This work presents a data-driven approach for constructing a tailored machine-learning interatomic potential (MLIP) to study gas-surface scattering dynamics, using nitric oxide (NO) on graphite as an example. The key aspects are: controlled sampling of ab initio molecular dynamics data to build a compact training set, active learning to iteratively refine the MLIP, and extensive classical molecular dynamics simulations to provide detailed atomistic insight into the scattering mechanisms.

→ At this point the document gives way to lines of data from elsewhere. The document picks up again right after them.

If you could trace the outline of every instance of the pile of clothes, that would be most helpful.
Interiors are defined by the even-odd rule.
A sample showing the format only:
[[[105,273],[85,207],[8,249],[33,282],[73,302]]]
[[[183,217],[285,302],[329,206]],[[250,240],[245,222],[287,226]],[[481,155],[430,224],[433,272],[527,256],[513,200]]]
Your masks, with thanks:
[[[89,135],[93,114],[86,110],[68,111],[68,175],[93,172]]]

The resulting MLIP achieves high accuracy while enabling efficient large-scale trajectory sampling, revealing the transition from trapping-mediated to direct scattering regimes and the evolution of rotational excitation as a function of incident energy.

Deep Dive

Technical Deep Dive: Data-driven Interatomic Potentials for NO Scattering on Graphite

Overview

This work presents a data-driven workflow for constructing a machine-learning interatomic potential (MLIP) tailored to gas-surface scattering dynamics, using nitric oxide (NO) scattering from highly oriented pyrolytic graphite (HOPG) as a benchmark system. The key components are:

  • Controlled sampling of ab initio molecular dynamics (AIMD) data using descriptor-based methods to build a compact, representative training set.
  • Active learning to iteratively refine the MLIP by selectively introducing new DFT calculations in underrepresented regions.
  • Extensive classical molecular dynamics (MD) simulations using the MLIP to investigate NO scattering from graphite over broad ranges of collision energies and surface temperatures.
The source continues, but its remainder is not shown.